1. Hasil pemikiran ini dapat dijadikan sumbangan pemikiran, masukan,
referensi sebagai bahan pertimbangan dalam pengambilan kebijakan
oleh perusahaan, pemerintah dan instansi terkait, dalam rangka
mengembangkan program CSR maupun program-program
pemberdayaan masyarakat lainnya.
2. Memberikan informasi mengenai situasi serta kondisi masyarakat
sasaran program CSR PT Badak NGL, yang diharapkan dapat menjadi
acuan peningkatan efektivitas maupun efisiensi program CSR di masa
mendatang.
3. Penelitian diharapkan bermanfaat bagi masyarakat, khususnya bagi
masyarakat sasaran program CSR.
E. Tinjauan Pustaka
Karena banyaknya definisi dan teori mengenai hal tersebut, maka untuk
mempermudah pemahaman mengenai modal sosial dan keberlanjutan program
CSR dalam konteks penelitian ini, peneliti menggunakan beberapa aspek yang
mengkerangkai pemikiran penelitian ini, yaitu :
11
1. Keberlanjutan Program CSR
Keberlanjutan suatu program tidak terlepas dari paradigma yang
digunakan ketika perencanaan program tersebut. Sebagai contoh, ketika
masa orde baru, ada sebuah paradigma pembangunan yang gencar
diekspresikan dalam setiap upaya pembangunan masyarakat maupun
ekonomi. Paradigma tersebut adalah paradigma pertumbuhan. Paradigma
ini dipelopori oleh Rostow (1960), yang mengedepankan politik
pembangunan dengan pendekatan pertahapan pembangunan. Ide dasar
yang ditawarkan oleh Rostow adalah pembangunan perlu dibuat dengan
pentahapan sehingga terdapat keberlanjutan yang lebih terprogram
(dalam Ambar Teguh, 2004:43). Konsep paradigma pertumbuhan
(growth paradigm), merupakan aras pemikiran yang memperjuangkan
terjadinya peningkatan pendapatan masyarakat sehingga pendapatan
negara turut meningkat. Tak lama setelah itu, konsep pembangunan
berkelanjutan diperkenalkan pada akhir tahun 1970-an dan populer sejak
pertengahan dekade 1980-an. Secara teoritis konsep ini muncul sebagai
kritik terhadap paradigma ekonomi maupun non ekonomi yang hanya
memiliki satu tolok ukur, yaitu paradigma pertumbuhan yang biasanya
menggunakan “Gross National Product“ (GNP) sebagai parameter.

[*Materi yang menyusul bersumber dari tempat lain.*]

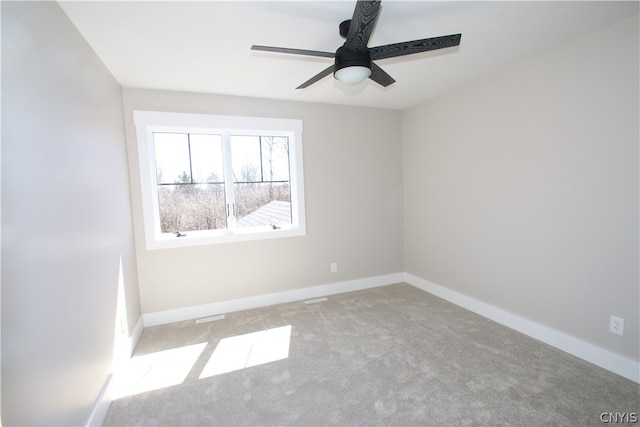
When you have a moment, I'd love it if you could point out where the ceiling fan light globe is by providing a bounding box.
[334,66,372,85]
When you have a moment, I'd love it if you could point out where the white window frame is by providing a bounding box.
[133,111,306,250]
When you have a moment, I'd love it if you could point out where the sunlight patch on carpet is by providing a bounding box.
[114,342,207,397]
[199,325,291,378]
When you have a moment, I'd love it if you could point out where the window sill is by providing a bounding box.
[146,225,305,250]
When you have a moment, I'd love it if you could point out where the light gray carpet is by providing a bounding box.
[104,283,639,426]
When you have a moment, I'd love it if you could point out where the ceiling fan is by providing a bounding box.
[251,0,461,89]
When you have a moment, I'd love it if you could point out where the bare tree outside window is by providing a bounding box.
[232,136,291,227]
[154,133,227,233]
[153,132,292,234]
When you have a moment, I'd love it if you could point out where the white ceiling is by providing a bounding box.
[59,1,639,110]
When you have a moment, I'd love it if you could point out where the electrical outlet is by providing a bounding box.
[330,262,338,273]
[609,316,624,336]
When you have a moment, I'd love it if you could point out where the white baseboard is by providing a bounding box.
[143,273,405,327]
[85,316,145,427]
[405,273,640,384]
[85,374,113,426]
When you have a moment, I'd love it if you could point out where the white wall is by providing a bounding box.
[1,2,140,425]
[403,15,639,361]
[122,88,404,315]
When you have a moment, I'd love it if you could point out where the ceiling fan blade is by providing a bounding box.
[369,63,395,87]
[296,64,336,89]
[251,45,334,58]
[369,34,462,61]
[344,0,381,52]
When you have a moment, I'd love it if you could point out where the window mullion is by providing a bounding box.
[259,135,264,182]
[221,132,236,231]
[187,133,194,184]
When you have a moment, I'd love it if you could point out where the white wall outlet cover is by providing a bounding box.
[609,315,624,336]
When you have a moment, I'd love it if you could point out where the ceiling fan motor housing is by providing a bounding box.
[334,45,372,74]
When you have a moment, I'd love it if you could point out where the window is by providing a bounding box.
[133,111,305,249]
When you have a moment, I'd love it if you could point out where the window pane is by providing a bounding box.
[231,136,261,183]
[235,182,291,228]
[157,184,227,233]
[154,133,191,184]
[261,136,290,182]
[190,134,224,183]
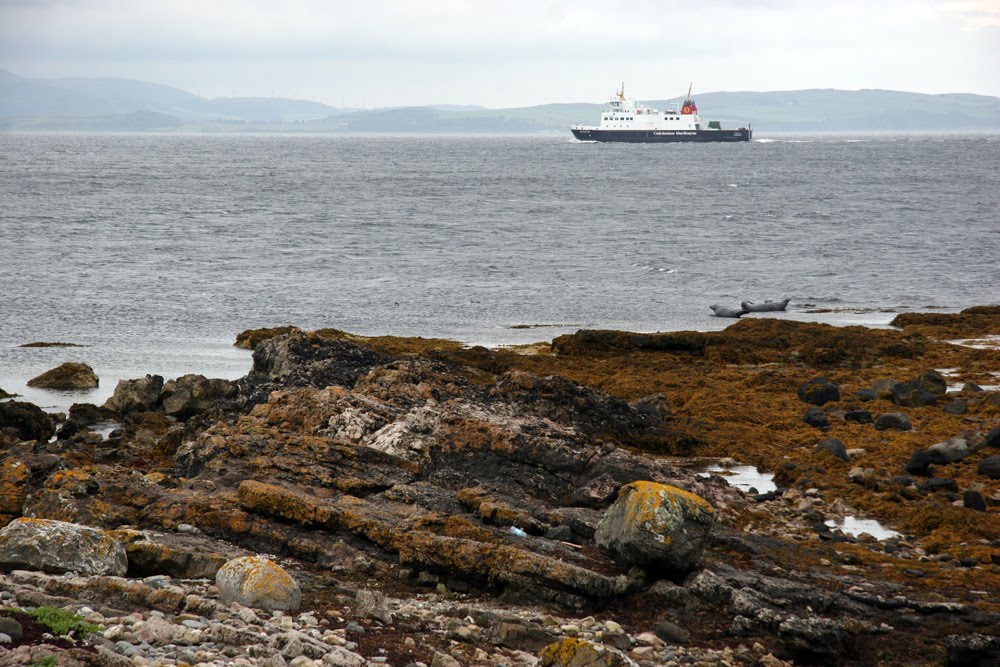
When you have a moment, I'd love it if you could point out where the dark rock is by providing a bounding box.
[816,438,849,462]
[942,399,967,415]
[126,541,228,579]
[161,374,232,419]
[854,388,878,402]
[234,325,302,349]
[803,407,829,428]
[961,382,983,393]
[915,370,947,396]
[985,427,1000,448]
[490,371,668,443]
[891,382,937,407]
[544,525,574,542]
[653,619,690,644]
[0,400,55,443]
[103,374,165,415]
[27,362,99,389]
[917,477,959,493]
[875,412,912,431]
[963,490,987,512]
[904,451,933,475]
[797,378,840,406]
[944,633,1000,667]
[890,475,915,486]
[233,332,393,408]
[843,409,873,424]
[978,455,1000,480]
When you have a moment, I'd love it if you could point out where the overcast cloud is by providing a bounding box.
[1,0,998,107]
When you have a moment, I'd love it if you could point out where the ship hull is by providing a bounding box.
[571,128,751,143]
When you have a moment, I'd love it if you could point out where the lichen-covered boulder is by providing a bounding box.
[216,555,301,611]
[538,638,637,667]
[26,362,99,390]
[594,481,714,573]
[102,374,164,415]
[0,518,127,575]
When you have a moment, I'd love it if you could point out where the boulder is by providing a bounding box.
[985,427,1000,449]
[0,517,127,575]
[978,455,1000,480]
[817,438,849,462]
[797,378,840,406]
[538,638,637,667]
[803,407,829,428]
[963,490,986,512]
[0,400,55,442]
[942,399,967,415]
[903,450,933,476]
[917,477,958,493]
[874,413,911,431]
[161,374,232,419]
[871,378,900,400]
[26,362,98,390]
[915,370,947,396]
[890,382,937,407]
[854,388,877,402]
[843,409,873,424]
[103,375,165,415]
[216,555,301,611]
[926,432,982,464]
[594,481,714,573]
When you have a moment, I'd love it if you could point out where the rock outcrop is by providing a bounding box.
[26,362,99,390]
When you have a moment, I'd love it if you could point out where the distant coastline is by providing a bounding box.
[3,69,1000,134]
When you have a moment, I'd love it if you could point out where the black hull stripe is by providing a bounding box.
[570,128,751,143]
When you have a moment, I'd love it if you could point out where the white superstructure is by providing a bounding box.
[572,83,704,133]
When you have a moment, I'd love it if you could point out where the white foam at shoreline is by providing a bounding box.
[701,464,777,494]
[825,516,901,540]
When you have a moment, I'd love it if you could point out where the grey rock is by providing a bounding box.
[942,399,968,415]
[875,412,911,431]
[354,589,392,624]
[0,616,22,640]
[102,374,164,415]
[27,362,99,390]
[652,619,690,644]
[927,432,982,464]
[0,518,127,576]
[915,370,947,396]
[161,374,232,419]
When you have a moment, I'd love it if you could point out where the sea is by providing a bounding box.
[1,132,998,412]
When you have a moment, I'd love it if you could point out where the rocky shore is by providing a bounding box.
[1,308,999,666]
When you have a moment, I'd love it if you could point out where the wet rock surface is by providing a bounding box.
[26,361,99,390]
[0,314,998,666]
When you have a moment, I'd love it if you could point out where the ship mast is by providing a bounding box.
[617,82,625,101]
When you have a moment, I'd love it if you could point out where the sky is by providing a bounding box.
[1,0,999,108]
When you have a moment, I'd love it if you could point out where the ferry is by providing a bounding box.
[571,84,751,143]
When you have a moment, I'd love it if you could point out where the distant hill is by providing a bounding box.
[2,69,999,133]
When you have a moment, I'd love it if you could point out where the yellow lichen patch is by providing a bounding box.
[538,637,634,667]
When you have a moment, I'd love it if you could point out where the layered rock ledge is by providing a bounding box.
[0,311,998,666]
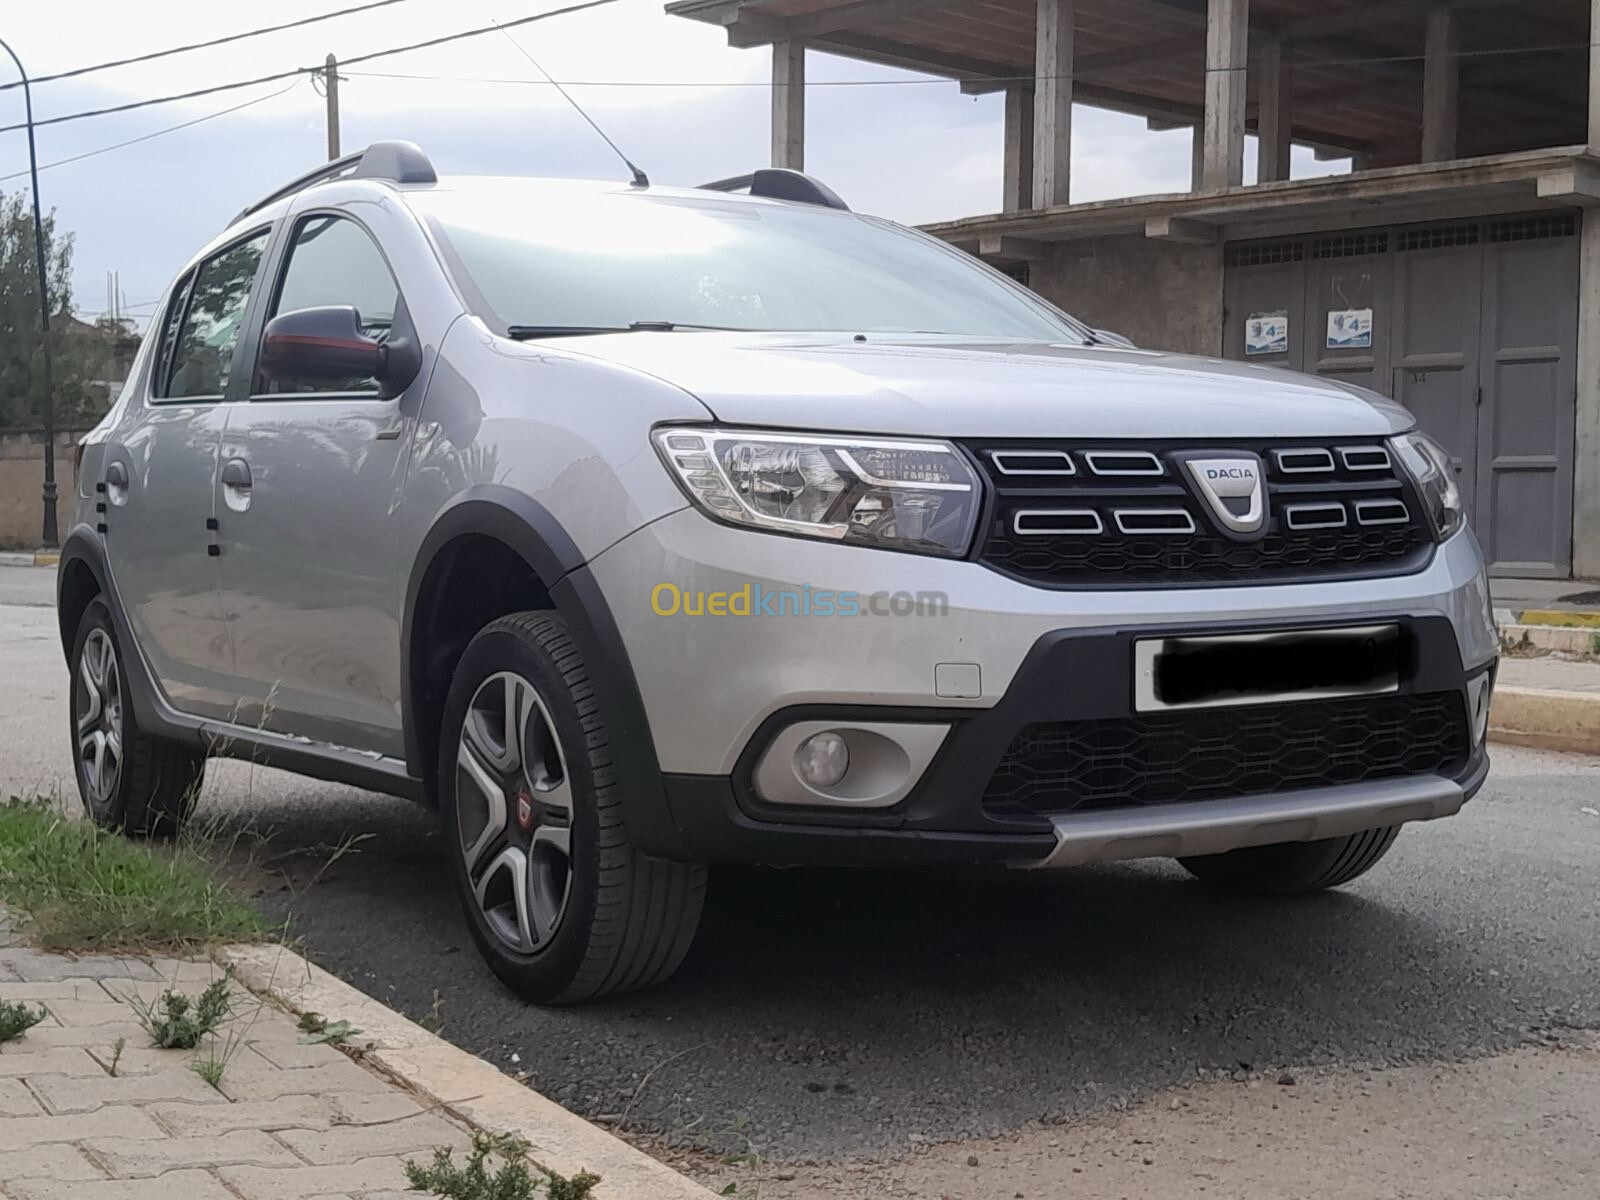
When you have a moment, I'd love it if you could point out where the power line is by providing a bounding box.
[0,0,417,94]
[0,81,300,183]
[0,0,617,135]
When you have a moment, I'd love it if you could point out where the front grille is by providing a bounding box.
[963,438,1433,588]
[983,691,1470,818]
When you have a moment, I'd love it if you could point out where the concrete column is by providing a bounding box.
[1004,85,1036,212]
[1191,124,1204,192]
[1421,8,1459,162]
[1575,213,1600,578]
[1590,0,1600,148]
[1033,0,1074,209]
[1201,0,1249,191]
[1257,38,1292,182]
[771,38,805,171]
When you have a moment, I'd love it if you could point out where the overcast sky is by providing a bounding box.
[1,0,1342,329]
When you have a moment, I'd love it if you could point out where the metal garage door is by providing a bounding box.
[1223,213,1579,577]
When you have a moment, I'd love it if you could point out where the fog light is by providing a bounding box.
[794,731,850,789]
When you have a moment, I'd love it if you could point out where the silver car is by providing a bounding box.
[59,142,1497,1003]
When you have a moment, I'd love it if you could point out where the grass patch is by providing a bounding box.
[405,1131,600,1200]
[0,799,269,953]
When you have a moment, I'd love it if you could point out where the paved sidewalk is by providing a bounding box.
[0,944,470,1200]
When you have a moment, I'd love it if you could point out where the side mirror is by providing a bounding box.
[259,305,421,397]
[1091,328,1136,350]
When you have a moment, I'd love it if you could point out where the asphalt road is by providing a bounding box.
[3,561,1598,1161]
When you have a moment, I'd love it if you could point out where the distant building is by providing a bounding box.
[59,314,142,408]
[669,0,1597,580]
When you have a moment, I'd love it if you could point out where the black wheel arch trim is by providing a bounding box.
[401,486,690,859]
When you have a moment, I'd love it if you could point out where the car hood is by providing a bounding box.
[557,332,1413,439]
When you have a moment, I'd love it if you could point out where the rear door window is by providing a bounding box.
[162,231,269,400]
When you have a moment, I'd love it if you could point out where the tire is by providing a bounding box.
[1178,825,1401,894]
[68,598,205,837]
[438,611,706,1005]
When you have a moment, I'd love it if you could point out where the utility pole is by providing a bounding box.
[0,36,59,548]
[324,54,341,160]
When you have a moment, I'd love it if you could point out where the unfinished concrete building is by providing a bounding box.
[667,0,1597,580]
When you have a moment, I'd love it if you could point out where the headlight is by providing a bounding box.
[1390,431,1463,541]
[652,426,981,557]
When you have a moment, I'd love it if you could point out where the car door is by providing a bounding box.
[216,209,421,757]
[101,229,270,721]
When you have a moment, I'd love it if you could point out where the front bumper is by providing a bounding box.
[588,509,1497,866]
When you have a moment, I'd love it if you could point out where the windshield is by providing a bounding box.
[413,184,1086,342]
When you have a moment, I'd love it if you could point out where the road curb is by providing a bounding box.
[215,942,714,1199]
[0,550,57,568]
[1488,685,1600,756]
[1499,624,1600,658]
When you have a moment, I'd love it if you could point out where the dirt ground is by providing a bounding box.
[663,1035,1600,1199]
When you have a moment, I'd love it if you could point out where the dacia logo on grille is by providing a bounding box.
[1184,455,1266,534]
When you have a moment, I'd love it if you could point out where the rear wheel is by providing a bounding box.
[1178,826,1401,894]
[439,611,706,1004]
[68,598,205,837]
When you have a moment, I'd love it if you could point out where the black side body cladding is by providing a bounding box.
[400,487,690,859]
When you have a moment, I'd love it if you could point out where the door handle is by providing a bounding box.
[221,457,253,513]
[221,458,252,489]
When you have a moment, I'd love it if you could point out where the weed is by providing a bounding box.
[131,978,234,1050]
[404,1130,599,1200]
[0,798,267,953]
[417,989,447,1035]
[0,999,45,1043]
[190,1025,246,1091]
[191,1048,227,1089]
[296,1011,360,1045]
[108,1036,126,1076]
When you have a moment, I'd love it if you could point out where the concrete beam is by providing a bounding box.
[1004,85,1036,213]
[1146,215,1218,243]
[1034,0,1075,209]
[1257,38,1292,183]
[978,234,1048,262]
[1537,162,1600,203]
[1201,0,1249,191]
[771,38,804,171]
[1421,8,1459,162]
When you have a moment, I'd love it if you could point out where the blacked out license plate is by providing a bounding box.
[1133,624,1402,712]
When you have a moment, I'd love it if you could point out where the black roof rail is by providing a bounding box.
[231,140,437,225]
[699,168,849,211]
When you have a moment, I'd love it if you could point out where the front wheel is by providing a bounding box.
[439,611,706,1004]
[68,598,205,837]
[1178,826,1401,894]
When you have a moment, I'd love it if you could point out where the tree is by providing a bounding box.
[0,188,117,429]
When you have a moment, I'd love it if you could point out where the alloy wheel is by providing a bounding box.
[76,628,123,811]
[455,671,574,955]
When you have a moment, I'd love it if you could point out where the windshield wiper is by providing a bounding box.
[505,325,629,340]
[505,321,746,340]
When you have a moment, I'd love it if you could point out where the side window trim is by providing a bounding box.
[250,208,407,404]
[150,223,274,406]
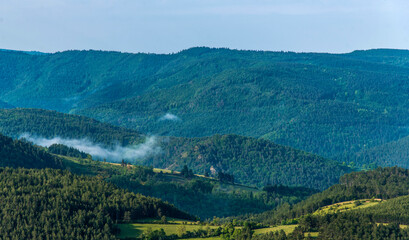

Akibatnya, para perencana dan pelaku pembangunan cenderung
mengabaikan tujuan sebenarnya dari upaya pembangunan, yaitu
pemberdayaan dan peningkatkan kualitas kehidupan masyarakat luas,
terutama masyarakat terpinggirkan. Orientasi pembangunan menjadi bias
dengan hanya mengejar laju pertumbuhan GNP yang tinggi, dengan
mengabaikan aspek distribusi dari hasil pembangunan sehingga
menimbulkan kesenjangan dalam masyarakat. Orientasi pertumbuhan
ekonomi dalam prakteknya telah mengakibatkan akumulasi hasil
pembangunan hanya pada sekelompok kecil orang, dan memarginalkan
masyarakat secara luas.
Konsep dari paradigma pembangunan berkelanjutan (sustainable
development) ini adalah sebuah konsep pembangunan yang bersifat
ramah lingkungan, dimana pembangunan yang dilakukan harus
12
memperhatikan masalah sumber daya yang bersifat renewable/ non-
renewable. Sehingga proses pembangunan tidak hanya mengejar
keuntungan semata (profit) melalui aksi-aksi eksploitasi sumber daya
yang tersedia, namun juga harus memperhatikan bagaimana proses
pembaruannya. Salah satu definisi mengenai paradigma ini, yaitu yang
diperkenalkan oleh the World Commission on Environment and
Development (Brundtland Commission 1987), yang menyebutkan :
“Development that meets the needs of the present without compromising
the ability of future generations to meet their own needs”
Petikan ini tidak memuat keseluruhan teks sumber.